The first study of three assesses mechanisms by which the Fast Track project, a randomized intervention in the early 1990s for high-risk children in four communities (Durham, NC; Nashville, TN; rural PA; and Seattle, WA), reduced delinquency, arrests, and health and mental health service utilization in adolescence through young adulthood (ages 12-20). A decomposition of treatment effects indicates that about a third of Fast Track’s impact on later crime outcomes can be accounted for by improvements in social and self-regulation skills during childhood (ages 6-11), such as prosocial behavior, emotion regulation and problem solving. These skills proved less valuable for the prevention of mental and physical health problems.

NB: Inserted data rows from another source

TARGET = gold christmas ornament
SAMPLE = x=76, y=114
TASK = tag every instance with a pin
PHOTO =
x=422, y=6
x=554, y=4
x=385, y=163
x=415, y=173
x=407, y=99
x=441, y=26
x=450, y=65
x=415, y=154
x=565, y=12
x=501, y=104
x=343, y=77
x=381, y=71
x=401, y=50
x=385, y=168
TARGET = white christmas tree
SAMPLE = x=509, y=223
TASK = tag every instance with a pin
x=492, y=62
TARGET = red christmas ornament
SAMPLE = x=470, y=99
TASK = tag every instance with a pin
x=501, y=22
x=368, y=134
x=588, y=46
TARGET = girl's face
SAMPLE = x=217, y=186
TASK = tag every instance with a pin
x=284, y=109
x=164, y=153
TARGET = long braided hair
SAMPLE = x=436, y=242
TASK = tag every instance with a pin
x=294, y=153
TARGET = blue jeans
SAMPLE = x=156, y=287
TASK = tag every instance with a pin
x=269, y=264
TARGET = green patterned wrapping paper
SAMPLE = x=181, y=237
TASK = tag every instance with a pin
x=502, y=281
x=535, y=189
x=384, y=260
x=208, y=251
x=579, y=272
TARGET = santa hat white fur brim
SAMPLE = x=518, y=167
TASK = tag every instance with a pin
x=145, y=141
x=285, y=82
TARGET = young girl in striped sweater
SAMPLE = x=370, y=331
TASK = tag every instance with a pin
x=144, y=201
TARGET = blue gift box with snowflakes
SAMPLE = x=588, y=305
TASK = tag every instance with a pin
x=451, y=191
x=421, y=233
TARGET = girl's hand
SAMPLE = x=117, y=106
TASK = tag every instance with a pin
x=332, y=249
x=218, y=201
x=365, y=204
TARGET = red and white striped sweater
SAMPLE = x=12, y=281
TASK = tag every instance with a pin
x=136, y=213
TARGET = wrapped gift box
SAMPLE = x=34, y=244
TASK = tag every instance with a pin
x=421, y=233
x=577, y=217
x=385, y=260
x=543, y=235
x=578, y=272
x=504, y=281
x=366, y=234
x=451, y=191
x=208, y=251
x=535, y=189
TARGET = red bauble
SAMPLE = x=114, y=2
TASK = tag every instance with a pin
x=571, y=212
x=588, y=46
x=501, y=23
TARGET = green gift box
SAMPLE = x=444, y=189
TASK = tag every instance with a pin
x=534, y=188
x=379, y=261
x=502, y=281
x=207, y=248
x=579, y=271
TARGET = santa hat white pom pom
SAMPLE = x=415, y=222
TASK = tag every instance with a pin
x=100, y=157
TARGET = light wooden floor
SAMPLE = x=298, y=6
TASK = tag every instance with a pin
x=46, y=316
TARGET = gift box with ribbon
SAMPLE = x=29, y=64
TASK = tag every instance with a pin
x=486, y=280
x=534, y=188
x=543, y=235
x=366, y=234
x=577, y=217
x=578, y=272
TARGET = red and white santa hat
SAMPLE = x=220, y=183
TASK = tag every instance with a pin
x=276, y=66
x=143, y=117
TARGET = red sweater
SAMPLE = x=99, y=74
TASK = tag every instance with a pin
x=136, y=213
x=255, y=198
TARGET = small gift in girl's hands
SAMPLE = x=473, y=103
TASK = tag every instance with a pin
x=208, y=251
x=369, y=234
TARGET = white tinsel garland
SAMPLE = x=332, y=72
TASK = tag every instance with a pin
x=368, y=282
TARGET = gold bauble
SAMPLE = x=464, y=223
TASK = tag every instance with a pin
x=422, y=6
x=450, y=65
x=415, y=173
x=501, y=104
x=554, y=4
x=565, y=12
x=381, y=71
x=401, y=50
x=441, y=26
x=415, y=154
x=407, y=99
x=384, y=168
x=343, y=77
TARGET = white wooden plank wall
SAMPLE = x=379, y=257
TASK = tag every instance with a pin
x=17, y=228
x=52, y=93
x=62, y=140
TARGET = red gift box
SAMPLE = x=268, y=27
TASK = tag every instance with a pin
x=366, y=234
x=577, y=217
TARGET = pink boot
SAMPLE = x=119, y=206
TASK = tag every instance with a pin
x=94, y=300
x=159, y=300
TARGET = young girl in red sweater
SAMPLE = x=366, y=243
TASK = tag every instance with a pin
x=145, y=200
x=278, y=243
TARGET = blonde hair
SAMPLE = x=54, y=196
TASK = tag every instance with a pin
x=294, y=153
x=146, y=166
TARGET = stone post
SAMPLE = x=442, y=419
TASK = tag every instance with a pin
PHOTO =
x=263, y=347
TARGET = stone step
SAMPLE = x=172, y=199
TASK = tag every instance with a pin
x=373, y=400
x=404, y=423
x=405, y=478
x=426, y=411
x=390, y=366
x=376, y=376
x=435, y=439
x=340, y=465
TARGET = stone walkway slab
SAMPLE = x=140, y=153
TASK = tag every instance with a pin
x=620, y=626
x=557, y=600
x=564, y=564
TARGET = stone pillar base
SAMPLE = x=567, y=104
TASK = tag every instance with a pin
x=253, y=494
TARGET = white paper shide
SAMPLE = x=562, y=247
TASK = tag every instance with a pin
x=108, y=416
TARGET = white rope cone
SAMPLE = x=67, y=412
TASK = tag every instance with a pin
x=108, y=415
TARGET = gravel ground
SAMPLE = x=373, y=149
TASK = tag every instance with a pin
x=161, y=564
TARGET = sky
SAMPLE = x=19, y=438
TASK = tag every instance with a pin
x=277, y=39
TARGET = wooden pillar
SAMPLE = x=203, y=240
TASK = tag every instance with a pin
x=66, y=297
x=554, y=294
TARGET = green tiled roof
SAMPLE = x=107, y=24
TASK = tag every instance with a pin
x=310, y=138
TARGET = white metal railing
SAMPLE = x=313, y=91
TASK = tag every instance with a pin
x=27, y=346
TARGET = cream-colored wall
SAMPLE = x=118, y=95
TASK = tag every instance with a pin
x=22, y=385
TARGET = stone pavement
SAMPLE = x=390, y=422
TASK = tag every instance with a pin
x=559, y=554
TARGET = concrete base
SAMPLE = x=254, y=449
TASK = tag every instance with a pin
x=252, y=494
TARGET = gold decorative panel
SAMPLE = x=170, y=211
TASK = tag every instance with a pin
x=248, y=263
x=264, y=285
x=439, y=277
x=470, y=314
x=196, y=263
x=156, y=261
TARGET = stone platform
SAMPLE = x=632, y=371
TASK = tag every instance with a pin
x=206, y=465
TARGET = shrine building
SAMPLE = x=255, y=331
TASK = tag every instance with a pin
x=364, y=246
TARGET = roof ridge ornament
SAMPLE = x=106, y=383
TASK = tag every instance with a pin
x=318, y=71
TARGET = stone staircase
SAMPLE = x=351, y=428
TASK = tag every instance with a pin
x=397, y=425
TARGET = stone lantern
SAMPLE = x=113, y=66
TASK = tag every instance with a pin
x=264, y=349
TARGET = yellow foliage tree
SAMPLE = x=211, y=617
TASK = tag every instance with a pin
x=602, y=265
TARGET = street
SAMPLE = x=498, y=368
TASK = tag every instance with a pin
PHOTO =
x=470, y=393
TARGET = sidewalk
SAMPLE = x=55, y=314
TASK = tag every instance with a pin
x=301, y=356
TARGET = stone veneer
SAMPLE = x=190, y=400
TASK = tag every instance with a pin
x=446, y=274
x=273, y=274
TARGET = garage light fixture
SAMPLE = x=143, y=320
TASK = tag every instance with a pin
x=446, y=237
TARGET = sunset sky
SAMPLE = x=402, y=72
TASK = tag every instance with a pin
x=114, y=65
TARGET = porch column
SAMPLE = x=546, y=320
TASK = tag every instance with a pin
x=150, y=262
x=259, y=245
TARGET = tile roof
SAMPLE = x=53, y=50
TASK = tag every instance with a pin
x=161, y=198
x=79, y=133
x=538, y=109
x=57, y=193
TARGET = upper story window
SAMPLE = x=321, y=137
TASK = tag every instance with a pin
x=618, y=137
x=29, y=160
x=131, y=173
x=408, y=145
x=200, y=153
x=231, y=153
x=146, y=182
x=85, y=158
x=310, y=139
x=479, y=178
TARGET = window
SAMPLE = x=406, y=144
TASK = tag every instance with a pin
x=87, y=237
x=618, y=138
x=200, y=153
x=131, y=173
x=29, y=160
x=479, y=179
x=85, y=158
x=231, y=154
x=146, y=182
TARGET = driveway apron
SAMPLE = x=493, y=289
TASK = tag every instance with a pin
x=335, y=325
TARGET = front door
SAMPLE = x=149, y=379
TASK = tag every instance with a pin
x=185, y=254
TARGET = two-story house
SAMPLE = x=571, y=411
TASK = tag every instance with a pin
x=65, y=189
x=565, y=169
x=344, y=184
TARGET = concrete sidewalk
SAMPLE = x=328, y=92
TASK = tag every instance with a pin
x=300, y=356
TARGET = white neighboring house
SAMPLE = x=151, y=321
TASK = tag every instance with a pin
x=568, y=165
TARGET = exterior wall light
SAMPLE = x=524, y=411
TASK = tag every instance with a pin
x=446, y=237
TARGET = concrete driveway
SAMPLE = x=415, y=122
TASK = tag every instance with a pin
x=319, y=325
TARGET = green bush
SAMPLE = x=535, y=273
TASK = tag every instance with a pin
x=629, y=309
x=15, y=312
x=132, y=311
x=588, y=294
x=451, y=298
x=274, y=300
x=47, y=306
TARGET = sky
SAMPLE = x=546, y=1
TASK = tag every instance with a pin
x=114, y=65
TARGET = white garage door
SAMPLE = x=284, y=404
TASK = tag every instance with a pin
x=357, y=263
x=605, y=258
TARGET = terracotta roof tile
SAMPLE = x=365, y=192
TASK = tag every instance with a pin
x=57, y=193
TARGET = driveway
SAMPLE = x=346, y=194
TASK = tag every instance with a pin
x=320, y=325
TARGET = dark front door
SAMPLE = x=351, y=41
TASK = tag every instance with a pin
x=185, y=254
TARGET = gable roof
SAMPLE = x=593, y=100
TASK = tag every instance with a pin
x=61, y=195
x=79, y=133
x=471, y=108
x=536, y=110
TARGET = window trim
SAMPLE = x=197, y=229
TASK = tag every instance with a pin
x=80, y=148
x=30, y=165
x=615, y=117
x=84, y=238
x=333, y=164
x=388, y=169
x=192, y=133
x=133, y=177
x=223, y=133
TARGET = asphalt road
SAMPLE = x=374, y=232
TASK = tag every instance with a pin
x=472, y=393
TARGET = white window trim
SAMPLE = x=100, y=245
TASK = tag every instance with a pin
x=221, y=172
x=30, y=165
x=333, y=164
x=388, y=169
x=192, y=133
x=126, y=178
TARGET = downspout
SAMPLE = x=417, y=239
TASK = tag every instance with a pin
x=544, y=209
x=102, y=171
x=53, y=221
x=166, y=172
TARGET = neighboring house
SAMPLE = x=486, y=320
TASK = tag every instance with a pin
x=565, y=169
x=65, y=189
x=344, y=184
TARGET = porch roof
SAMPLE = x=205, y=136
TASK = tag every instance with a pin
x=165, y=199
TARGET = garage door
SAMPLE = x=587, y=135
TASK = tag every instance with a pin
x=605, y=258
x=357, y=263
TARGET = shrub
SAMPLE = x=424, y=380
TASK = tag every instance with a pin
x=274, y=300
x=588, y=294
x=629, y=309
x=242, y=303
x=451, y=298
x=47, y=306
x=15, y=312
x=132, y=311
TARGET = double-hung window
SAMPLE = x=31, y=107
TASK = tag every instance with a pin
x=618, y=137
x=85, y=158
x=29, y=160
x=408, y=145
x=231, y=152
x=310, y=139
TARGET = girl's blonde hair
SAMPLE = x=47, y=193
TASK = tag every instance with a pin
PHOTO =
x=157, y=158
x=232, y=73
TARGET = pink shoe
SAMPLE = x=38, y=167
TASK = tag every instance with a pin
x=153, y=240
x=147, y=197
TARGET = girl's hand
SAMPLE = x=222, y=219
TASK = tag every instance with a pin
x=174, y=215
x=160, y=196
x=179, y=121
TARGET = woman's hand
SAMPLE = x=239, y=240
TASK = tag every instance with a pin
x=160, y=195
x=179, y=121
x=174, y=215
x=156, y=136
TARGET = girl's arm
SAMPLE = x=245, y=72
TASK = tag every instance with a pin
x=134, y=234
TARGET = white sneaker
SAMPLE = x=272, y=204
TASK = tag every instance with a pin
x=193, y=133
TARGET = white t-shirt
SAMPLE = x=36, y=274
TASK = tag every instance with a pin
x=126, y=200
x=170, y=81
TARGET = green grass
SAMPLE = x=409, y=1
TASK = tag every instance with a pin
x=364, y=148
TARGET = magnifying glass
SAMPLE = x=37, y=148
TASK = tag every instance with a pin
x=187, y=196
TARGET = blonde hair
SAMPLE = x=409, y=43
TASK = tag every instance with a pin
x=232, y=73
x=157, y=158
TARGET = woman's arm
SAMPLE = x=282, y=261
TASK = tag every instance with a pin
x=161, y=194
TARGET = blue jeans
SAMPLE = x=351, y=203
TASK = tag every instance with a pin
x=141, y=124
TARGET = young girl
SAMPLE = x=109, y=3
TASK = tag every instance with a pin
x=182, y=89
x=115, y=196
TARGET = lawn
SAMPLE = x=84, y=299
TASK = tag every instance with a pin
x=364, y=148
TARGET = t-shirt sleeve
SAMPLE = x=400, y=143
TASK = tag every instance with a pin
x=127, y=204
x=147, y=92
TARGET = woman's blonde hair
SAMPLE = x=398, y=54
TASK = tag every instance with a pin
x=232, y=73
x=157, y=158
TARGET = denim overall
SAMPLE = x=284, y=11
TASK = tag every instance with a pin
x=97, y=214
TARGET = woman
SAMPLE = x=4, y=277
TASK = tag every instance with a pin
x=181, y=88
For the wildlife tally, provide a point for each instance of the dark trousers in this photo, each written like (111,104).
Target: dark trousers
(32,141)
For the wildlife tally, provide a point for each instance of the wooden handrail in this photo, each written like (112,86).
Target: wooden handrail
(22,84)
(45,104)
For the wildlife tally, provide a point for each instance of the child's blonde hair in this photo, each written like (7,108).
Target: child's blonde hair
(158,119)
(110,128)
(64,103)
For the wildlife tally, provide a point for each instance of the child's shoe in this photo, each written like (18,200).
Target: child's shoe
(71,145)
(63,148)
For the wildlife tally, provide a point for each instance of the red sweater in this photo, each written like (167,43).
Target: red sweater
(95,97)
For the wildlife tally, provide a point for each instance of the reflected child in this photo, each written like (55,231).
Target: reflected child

The second study contributes new evidence on how non-instructional investments – such as increased spending on school social workers, guidance counselors, and health services – affect multiple aspects of student performance and well-being. Merging several administrative data sources spanning the 1996-2013 school years in North Carolina, I use an instrumental variables approach to estimate the extent to which local expenditure shifts affect students’ academic and behavioral outcomes. My findings indicate that exogenous increases in spending on non-instructional services not only reduce student absenteeism and disciplinary problems (important predictors of long-term outcomes) but also significantly raise student achievement, in similar magnitude to corresponding increases in instructional spending. Furthermore, subgroup analyses suggest that investments in student support personnel such as social workers, health services, and guidance counselors, in schools with concentrated low-income student populations could go a long way toward closing socioeconomic achievement gaps.
The third study examines individual pathways that lead to high school graduation or dropout. It employs a variety of machine learning techniques, including decision trees, random forests with bagging and boosting, and support vector machines, to predict student dropout using longitudinal administrative data from North Carolina. I consider a large set of predictor measures from grades three through eight including academic achievement, behavioral indicators, and background characteristics. My findings indicate that the most important predictors include eighth grade absences, math scores, and age-for-grade as well as early reading scores. Support vector classification (with a high cost parameter and low gamma parameter) predicts high school dropout with the highest overall validity in the testing dataset at 90.1 percent followed by decision trees with boosting and interaction terms at 89.5 percent.